In this challenge, the new teams had to work out which day the North Tower of Usk Castle was completed. To solve the problem, clues were hidden around the castle. A strong level of logic and mathematical reasoning was required, as well as time-management. It was a race to see which team would come up with the correct answer first.
Catapult, Trebuchet or Ballista?
It was now all out warfare. Well, not quite, but medieval weaponry did come into play. Two new team formations were created from the existing sub-teams. And they went head to head to design and build siege machines: a catapult, trebuchet or ballista. The goal was to see who could hurl a cannonball-lite the furthest.
This task challenged each team’s, creativity, design ability and efficiency in allocating roles to achieve maximum potential. Lisa-Marie’s team ‘won’ comfortably, hurling the projectile in excess of 30 metres. The result was however called into question as it appeared to have been achieved five seconds after the final whistle. But let’s face it. Who’s going to argue with Lisa-Marie when she is wielding a fully operational catapult?
Only the grand finale remained to be completed.
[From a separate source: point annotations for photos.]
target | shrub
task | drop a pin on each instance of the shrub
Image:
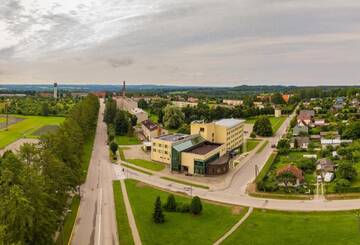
(113, 147)
(183, 208)
(195, 206)
(158, 215)
(170, 205)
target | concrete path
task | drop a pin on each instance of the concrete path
(227, 234)
(131, 218)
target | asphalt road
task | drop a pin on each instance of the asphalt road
(96, 221)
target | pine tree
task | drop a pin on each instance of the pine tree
(196, 206)
(170, 204)
(158, 215)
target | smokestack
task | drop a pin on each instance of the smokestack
(123, 90)
(55, 91)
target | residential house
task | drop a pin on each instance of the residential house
(300, 130)
(152, 130)
(293, 170)
(306, 116)
(301, 142)
(324, 166)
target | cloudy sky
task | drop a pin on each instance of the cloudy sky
(183, 42)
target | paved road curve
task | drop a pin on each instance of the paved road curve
(96, 224)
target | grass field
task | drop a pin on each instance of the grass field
(184, 182)
(251, 144)
(26, 128)
(127, 140)
(154, 166)
(276, 122)
(283, 228)
(124, 231)
(179, 228)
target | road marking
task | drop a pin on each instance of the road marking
(100, 210)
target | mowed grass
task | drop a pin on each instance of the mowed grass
(124, 231)
(179, 228)
(154, 166)
(276, 122)
(251, 144)
(26, 127)
(283, 228)
(65, 234)
(127, 140)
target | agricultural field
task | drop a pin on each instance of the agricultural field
(181, 228)
(28, 127)
(283, 228)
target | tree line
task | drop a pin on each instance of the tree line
(37, 182)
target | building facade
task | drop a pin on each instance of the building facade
(225, 131)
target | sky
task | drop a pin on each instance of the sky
(180, 42)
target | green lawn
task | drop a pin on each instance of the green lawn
(127, 140)
(69, 222)
(276, 122)
(154, 166)
(178, 228)
(251, 144)
(153, 117)
(283, 228)
(124, 231)
(26, 127)
(184, 182)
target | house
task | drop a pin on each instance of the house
(324, 166)
(305, 116)
(277, 112)
(190, 154)
(293, 170)
(319, 122)
(182, 104)
(259, 105)
(233, 102)
(300, 142)
(228, 131)
(300, 130)
(152, 130)
(317, 109)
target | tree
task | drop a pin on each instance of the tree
(142, 104)
(170, 205)
(158, 215)
(277, 99)
(262, 127)
(173, 117)
(346, 171)
(113, 147)
(121, 123)
(110, 111)
(195, 206)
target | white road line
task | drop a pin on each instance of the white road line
(100, 212)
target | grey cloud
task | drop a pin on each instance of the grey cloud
(116, 63)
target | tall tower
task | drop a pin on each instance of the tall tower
(123, 90)
(55, 91)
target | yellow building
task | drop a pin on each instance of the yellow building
(225, 131)
(190, 154)
(162, 145)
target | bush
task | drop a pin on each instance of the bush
(183, 208)
(195, 206)
(158, 215)
(113, 147)
(170, 205)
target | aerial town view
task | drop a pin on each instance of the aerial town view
(179, 122)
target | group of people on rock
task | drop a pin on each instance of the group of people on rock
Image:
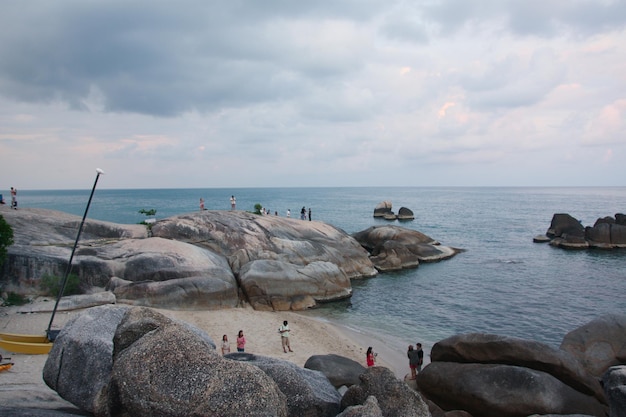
(283, 330)
(415, 355)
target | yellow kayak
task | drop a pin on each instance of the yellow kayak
(29, 348)
(28, 338)
(5, 366)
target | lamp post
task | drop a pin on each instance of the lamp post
(50, 333)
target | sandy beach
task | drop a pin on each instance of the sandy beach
(23, 383)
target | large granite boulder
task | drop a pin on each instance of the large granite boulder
(79, 365)
(614, 381)
(564, 225)
(599, 344)
(244, 237)
(43, 241)
(309, 393)
(394, 247)
(495, 349)
(339, 370)
(395, 398)
(369, 408)
(567, 232)
(161, 368)
(276, 285)
(493, 390)
(405, 214)
(383, 208)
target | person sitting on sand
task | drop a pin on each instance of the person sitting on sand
(225, 345)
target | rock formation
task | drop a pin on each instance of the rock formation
(393, 248)
(568, 233)
(200, 260)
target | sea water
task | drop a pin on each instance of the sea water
(502, 283)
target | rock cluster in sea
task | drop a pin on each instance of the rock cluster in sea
(122, 361)
(567, 232)
(384, 210)
(209, 259)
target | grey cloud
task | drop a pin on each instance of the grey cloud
(164, 59)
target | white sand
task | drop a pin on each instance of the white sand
(309, 336)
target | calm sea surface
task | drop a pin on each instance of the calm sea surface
(504, 283)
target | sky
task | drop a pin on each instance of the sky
(282, 93)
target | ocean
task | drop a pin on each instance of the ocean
(502, 283)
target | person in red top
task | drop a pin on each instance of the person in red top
(241, 341)
(370, 357)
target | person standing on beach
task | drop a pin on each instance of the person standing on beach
(225, 345)
(14, 198)
(284, 336)
(414, 360)
(370, 357)
(241, 342)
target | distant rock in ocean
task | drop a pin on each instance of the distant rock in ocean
(567, 232)
(383, 209)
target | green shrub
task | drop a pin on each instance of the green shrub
(6, 238)
(15, 299)
(51, 284)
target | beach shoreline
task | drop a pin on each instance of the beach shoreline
(310, 335)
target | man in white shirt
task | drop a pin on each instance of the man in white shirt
(284, 336)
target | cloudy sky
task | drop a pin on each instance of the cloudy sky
(248, 93)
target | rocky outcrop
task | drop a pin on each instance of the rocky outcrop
(393, 248)
(309, 393)
(339, 370)
(395, 398)
(494, 349)
(405, 214)
(493, 390)
(202, 260)
(369, 408)
(162, 368)
(614, 381)
(383, 208)
(598, 344)
(79, 365)
(567, 232)
(276, 285)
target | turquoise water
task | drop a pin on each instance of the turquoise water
(504, 283)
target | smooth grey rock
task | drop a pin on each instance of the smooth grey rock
(369, 408)
(405, 214)
(309, 393)
(278, 285)
(71, 302)
(339, 370)
(496, 349)
(502, 390)
(395, 398)
(79, 364)
(599, 344)
(614, 381)
(161, 368)
(394, 247)
(382, 208)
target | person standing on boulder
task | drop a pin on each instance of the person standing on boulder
(414, 360)
(370, 357)
(284, 336)
(420, 354)
(241, 341)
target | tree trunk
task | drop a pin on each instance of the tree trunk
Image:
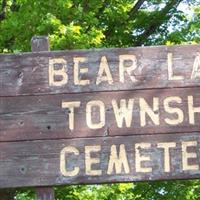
(7, 194)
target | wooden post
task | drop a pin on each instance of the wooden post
(45, 193)
(41, 43)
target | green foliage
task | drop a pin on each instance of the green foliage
(158, 190)
(76, 24)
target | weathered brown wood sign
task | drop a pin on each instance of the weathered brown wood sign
(99, 116)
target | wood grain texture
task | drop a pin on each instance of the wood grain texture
(27, 74)
(42, 117)
(37, 163)
(45, 193)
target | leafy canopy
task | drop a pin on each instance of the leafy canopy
(75, 24)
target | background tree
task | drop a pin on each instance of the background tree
(76, 24)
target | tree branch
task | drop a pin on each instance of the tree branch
(154, 25)
(131, 15)
(135, 9)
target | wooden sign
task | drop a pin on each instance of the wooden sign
(99, 116)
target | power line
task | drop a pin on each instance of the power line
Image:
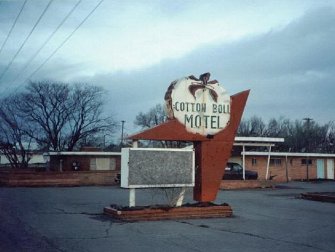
(47, 40)
(26, 39)
(65, 40)
(13, 25)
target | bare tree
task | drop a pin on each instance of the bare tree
(299, 136)
(14, 140)
(63, 114)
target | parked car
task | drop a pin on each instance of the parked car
(235, 171)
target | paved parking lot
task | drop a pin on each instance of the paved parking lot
(71, 219)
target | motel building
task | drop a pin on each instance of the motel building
(281, 166)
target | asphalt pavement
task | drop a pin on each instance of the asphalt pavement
(71, 219)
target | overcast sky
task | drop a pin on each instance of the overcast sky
(283, 51)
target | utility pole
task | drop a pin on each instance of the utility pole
(308, 121)
(122, 126)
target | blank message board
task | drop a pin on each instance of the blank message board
(156, 167)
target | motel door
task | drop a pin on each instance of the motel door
(330, 168)
(320, 168)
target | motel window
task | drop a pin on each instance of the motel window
(305, 160)
(275, 161)
(253, 161)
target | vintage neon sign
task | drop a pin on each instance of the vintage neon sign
(201, 105)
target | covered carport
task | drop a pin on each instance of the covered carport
(267, 142)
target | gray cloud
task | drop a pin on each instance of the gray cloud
(290, 72)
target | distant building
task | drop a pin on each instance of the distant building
(282, 166)
(84, 161)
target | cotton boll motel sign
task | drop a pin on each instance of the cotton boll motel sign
(201, 105)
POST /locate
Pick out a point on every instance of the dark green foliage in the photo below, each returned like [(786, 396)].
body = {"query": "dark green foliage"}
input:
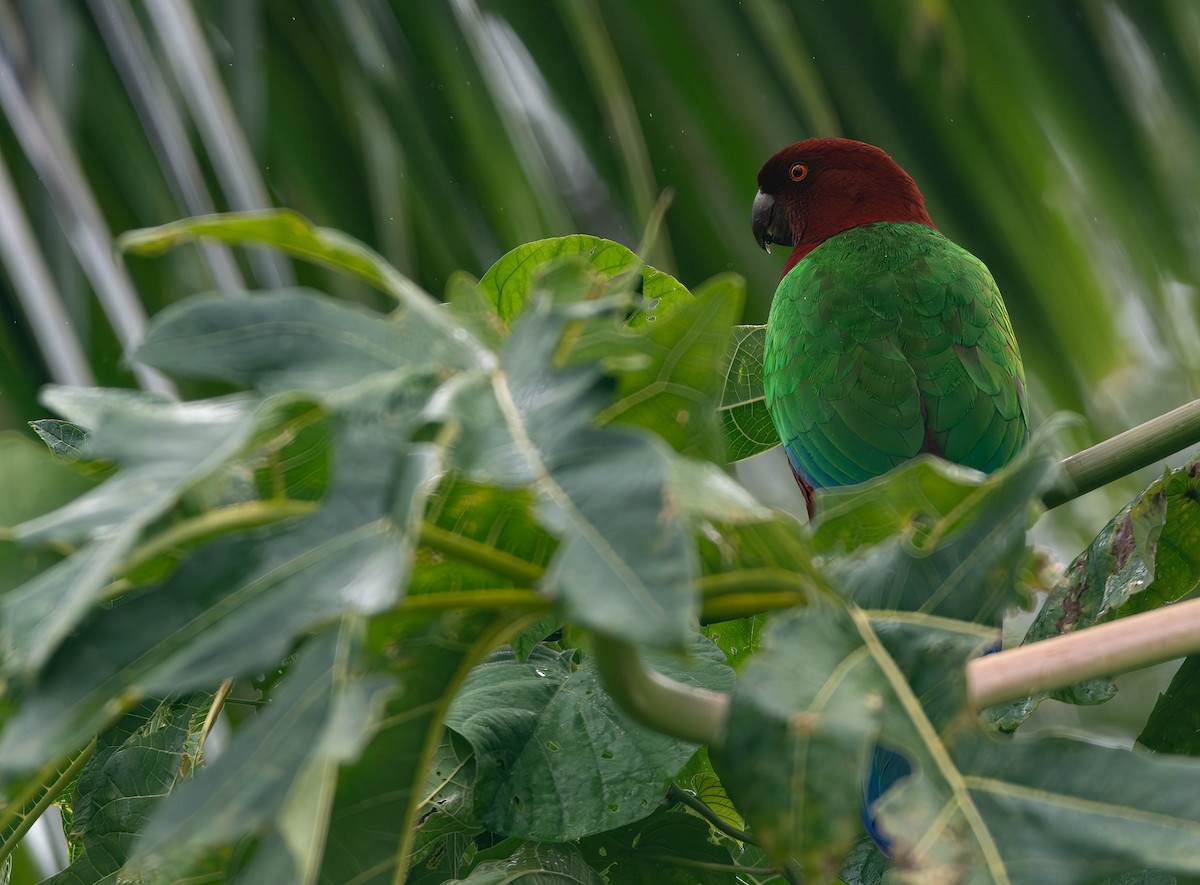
[(396, 497)]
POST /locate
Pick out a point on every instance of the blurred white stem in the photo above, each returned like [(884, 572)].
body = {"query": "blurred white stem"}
[(187, 52), (36, 125), (39, 295)]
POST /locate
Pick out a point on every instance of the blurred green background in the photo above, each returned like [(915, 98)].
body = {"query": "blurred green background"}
[(1060, 142)]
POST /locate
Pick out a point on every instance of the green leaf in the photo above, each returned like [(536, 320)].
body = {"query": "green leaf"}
[(509, 283), (624, 565), (745, 419), (808, 710), (402, 798), (673, 389), (1050, 819), (286, 230), (507, 539), (1174, 724), (279, 772), (137, 763), (556, 759), (238, 606), (535, 864), (292, 339), (669, 848), (1147, 555), (35, 485), (934, 537), (165, 450)]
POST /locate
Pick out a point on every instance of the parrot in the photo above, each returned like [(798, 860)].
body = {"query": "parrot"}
[(885, 339)]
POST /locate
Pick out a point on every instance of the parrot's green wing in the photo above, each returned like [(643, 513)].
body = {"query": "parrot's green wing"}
[(888, 341)]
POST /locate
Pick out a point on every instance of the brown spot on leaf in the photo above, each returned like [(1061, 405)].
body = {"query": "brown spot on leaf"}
[(1122, 543)]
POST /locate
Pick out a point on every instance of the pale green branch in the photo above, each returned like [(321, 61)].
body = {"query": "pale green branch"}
[(1126, 452), (46, 800), (1104, 650)]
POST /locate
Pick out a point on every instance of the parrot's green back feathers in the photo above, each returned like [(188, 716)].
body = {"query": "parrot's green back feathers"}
[(888, 341)]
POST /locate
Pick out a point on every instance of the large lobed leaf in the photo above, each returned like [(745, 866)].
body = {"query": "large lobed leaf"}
[(555, 757), (745, 420)]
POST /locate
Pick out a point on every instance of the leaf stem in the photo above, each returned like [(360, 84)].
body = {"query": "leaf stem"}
[(46, 800), (678, 794), (247, 515), (697, 715), (521, 598), (659, 702), (480, 554), (1126, 452)]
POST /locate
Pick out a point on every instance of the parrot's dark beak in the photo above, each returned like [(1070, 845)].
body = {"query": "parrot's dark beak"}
[(768, 227)]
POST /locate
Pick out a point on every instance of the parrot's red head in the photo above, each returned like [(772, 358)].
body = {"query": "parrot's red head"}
[(816, 188)]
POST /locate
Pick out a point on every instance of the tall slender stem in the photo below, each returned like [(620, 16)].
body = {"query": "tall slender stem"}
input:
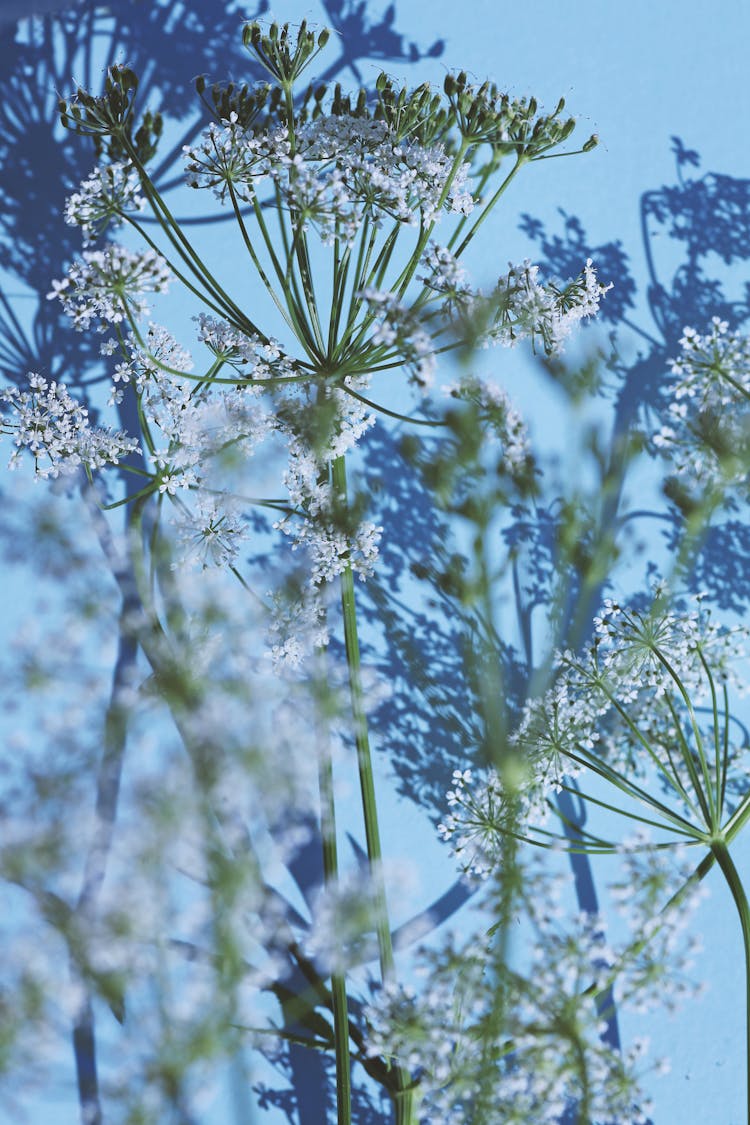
[(337, 979), (731, 874), (405, 1095)]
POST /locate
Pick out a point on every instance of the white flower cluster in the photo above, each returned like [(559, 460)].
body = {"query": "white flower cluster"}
[(108, 285), (227, 154), (619, 708), (332, 547), (210, 533), (341, 168), (495, 407), (545, 1054), (47, 422), (707, 426), (250, 356), (531, 311), (145, 361), (446, 277), (649, 876), (399, 327), (104, 197)]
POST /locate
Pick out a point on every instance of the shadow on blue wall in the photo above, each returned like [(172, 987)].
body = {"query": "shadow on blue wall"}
[(422, 727)]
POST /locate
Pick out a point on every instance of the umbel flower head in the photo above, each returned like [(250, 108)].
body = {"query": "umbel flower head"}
[(47, 422), (626, 711), (706, 429), (108, 285)]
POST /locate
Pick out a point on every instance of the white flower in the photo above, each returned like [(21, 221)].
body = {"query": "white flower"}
[(108, 285), (55, 429), (104, 197)]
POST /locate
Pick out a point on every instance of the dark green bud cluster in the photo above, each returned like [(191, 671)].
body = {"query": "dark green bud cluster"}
[(484, 115), (282, 54), (109, 118), (418, 114), (255, 107)]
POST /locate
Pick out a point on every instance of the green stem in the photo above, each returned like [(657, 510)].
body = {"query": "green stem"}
[(731, 874), (337, 979), (362, 739), (404, 1095)]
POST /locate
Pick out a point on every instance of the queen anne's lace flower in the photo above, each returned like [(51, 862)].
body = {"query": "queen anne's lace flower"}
[(627, 704), (545, 1054), (706, 426), (102, 198), (108, 285), (47, 422), (341, 168)]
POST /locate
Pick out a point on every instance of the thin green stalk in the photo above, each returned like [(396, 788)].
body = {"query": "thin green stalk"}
[(506, 182), (362, 739), (404, 1095), (731, 874), (337, 979)]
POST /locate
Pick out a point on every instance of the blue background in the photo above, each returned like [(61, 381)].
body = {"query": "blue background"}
[(639, 74)]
Throughout the tasks, teams had been competing to earn marbles. In this final challenge, each team had to construct a viaduct to channel their accumulated marbles to the scales.
When the scales tipped, an explosion was triggered revealing the prize: a case of fine wine.
Helping innovative businesses in exciting industries to grow, ForrestBrown-ers share in a common purpose and it turns out, these challenges had been designed with that in mind all along. What had started off as team pitted against team quickly developed into teams co-working with each other to accumulate the required marbles for a group win.
Furthermore, many of the skills developed and scenarios explored could be translated back into the office environment – not the catapults! Helping ForrestBrown-ers see the bigger picture, when working on their own projects. Dealing with complexity, ambiguity and tight deadlines. Trying alternative approaches. And targeted personal development and goal completion.
Unwinding around the campfire
With long shadows cast amongst the Usk castle ruins, a mighty bonfire was lit and the team enjoyed a hog roast. Al, Graham and Paul didn’t need much persuading to pull out their guitars and they even found some medieval clothing to complete their look. Then, what some people might call ‘singing’ took place.
There is a poet in the ForrestBrown midst, Olly. He had written some verse reflecting on what it means to work at ForrestBrown. A silence descended as he recited his work, before we all retired to our yurts, ready for bed after a busy day.
– for ForrestBrown, by Olly
A forest made of many trees
was once a plot of just a few –
its subtle presence quickly grew
from strength to strength and further still,
beyond its field’s boundaries,
a dense woodland was in view.
Its colours and varieties
made it distinct, and full of life.
And every tree had space to grow,
to reach and exceed its greatest heights.
In a landscape that was always changing
the trees were deep-rooted and far-ranging.
Their collective colour would show
new definitions in what it could mean
to be always in season – and evergreen.
I’ve been at ForrestBrown on a work experience placement over the summer. I’m doing a marketing degree at Oxford Brookes at present. So as a bit of an outsider to the company, I have a different perspective. What can I say… ForrestBrown have welcomed me with a generosity of spirit, have given me interesting and useful projects to work on, and have helped me develop professionally. There is a bubbling energy about the place, and it’s clearly a fantastic place to work.